$$\large x^{-x^{1-x}}=\large\sqrt[\sqrt2]{2}$$ $$x=?$$
Here is what I've tried:
Since RHS is $2^{\frac1{\sqrt2}}$, base of LHS should be in the form $2^a$. I checked $x=\frac12$ is an answer but not sure if there are other answers. Using $x=2^a$ left side will be equal to,
$$\large(2^a)^{\large-(2^a)^{\large(1-2^a)}}=\large(2^a)^{\large-2^{\large(a-a2^a)}}=\large2^{\large-a\times2^{\large(a-a2^a)}}$$
Hence we have $$a.2^{a(1-2^a)}={\frac{1}2}$$But don't know how to continue further.

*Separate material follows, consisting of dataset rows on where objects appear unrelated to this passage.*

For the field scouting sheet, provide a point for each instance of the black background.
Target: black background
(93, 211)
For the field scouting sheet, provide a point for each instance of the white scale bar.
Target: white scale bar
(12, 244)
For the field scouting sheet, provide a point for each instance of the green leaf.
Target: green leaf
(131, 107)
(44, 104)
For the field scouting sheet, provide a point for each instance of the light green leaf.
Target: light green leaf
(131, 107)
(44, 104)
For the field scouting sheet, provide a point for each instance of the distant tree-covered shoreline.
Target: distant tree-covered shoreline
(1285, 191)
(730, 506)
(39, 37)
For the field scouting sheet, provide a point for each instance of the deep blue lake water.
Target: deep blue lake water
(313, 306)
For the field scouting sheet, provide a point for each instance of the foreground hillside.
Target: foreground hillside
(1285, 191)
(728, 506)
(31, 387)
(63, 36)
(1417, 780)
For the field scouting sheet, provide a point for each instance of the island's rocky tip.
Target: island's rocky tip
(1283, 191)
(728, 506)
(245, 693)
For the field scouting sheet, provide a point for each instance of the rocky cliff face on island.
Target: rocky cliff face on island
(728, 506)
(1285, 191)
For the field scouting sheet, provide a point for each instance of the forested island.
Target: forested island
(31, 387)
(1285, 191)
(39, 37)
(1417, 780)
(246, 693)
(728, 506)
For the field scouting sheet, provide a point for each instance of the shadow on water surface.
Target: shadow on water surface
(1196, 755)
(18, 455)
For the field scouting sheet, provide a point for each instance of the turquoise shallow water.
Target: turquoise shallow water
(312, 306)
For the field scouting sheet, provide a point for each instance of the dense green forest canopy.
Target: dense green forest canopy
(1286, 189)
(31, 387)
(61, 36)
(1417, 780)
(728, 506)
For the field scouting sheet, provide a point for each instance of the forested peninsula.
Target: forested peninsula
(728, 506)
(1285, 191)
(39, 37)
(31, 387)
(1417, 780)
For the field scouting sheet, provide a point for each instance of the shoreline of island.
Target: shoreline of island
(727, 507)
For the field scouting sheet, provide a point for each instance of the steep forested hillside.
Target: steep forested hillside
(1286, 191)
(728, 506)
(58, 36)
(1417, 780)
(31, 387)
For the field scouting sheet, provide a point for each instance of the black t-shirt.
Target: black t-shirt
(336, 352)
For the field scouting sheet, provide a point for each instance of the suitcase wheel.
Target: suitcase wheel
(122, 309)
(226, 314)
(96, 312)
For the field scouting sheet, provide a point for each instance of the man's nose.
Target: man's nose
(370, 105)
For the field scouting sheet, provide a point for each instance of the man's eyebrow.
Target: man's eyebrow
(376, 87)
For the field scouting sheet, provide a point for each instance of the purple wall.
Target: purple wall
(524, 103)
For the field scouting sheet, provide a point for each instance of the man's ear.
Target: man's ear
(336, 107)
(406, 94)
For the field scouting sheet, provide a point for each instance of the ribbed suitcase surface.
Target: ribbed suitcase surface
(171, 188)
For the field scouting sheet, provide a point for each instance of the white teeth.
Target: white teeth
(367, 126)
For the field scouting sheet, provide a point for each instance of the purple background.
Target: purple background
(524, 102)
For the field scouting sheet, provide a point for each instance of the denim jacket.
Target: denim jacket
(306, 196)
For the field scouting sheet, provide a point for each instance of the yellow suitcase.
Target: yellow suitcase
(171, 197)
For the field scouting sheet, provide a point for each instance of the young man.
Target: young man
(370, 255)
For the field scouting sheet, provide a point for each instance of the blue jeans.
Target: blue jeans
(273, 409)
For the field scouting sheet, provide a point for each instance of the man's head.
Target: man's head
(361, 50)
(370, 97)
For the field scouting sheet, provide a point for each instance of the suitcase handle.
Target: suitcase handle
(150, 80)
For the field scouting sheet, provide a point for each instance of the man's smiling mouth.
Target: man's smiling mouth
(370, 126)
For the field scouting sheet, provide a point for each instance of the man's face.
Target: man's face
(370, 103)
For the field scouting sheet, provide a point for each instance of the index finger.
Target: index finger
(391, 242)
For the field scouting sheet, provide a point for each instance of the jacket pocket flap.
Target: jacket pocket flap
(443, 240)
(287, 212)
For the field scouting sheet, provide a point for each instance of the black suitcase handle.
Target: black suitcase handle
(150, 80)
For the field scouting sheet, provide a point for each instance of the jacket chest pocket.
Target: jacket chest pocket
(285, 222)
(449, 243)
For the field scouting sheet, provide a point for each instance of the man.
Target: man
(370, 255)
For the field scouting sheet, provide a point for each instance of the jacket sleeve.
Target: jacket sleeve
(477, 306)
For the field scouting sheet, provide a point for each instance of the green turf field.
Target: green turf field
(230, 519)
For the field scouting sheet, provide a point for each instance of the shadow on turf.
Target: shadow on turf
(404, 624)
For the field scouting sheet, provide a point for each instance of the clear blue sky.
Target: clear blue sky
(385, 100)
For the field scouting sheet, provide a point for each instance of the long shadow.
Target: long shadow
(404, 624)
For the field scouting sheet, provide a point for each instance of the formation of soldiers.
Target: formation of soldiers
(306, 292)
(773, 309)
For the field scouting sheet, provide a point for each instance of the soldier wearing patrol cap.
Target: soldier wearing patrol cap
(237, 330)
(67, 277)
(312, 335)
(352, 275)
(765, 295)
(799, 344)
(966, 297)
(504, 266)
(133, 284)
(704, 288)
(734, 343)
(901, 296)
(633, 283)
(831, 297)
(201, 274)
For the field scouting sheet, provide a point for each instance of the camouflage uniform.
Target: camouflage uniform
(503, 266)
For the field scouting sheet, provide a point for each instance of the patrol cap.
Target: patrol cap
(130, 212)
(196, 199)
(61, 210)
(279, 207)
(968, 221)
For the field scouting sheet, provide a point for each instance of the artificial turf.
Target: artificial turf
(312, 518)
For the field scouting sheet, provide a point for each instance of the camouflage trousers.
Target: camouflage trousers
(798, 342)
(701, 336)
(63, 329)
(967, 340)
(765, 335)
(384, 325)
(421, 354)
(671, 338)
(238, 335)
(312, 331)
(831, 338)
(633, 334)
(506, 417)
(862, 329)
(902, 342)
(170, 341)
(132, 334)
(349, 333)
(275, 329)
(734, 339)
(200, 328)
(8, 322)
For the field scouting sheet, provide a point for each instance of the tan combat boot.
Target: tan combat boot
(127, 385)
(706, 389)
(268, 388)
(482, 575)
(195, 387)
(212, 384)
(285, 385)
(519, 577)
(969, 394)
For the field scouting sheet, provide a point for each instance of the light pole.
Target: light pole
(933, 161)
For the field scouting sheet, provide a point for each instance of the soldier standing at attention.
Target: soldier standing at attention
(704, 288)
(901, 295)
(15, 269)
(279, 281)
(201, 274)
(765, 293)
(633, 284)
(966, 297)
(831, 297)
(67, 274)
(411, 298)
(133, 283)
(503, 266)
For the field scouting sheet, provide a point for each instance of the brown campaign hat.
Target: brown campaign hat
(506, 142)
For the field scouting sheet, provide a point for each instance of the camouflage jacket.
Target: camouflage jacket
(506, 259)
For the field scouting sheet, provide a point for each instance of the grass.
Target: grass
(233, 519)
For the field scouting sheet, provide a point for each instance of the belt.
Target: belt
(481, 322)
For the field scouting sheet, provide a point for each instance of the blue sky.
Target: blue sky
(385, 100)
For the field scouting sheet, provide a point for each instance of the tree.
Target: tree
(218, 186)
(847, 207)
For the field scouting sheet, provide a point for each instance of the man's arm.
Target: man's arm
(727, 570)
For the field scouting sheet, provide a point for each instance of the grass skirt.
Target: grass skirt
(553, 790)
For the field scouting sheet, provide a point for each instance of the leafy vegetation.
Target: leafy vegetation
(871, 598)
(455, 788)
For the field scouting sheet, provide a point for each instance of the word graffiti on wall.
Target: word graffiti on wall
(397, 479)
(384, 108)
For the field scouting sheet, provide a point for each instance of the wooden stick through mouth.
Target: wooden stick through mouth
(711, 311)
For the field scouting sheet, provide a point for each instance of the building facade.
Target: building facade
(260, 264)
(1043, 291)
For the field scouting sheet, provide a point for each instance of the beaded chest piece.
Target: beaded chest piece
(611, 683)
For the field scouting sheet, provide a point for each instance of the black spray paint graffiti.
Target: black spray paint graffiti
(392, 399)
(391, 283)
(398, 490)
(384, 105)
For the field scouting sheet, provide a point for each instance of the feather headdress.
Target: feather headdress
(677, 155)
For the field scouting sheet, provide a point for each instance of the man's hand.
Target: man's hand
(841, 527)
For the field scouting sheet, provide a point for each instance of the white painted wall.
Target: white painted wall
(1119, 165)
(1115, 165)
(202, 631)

Let $y=x^{-x}$. Then $$x^{-x^{1-x}}=y^y=\sqrt[\sqrt{2}]{2}=\sqrt{2}^\sqrt{2}>1$$ Now the equation $$z^z=w$$ has one solution if $w\geq 1$, and two if $e^{-1/e}<w<1$. Hence, $$y=\sqrt{2}$$ Rewriting in terms of $x$, $$x^x=(1/2)^{1/2}<1$$ It follows that $x=1/2$ is one solution, and it is easy to check that $x=1/4$ must be the second solution.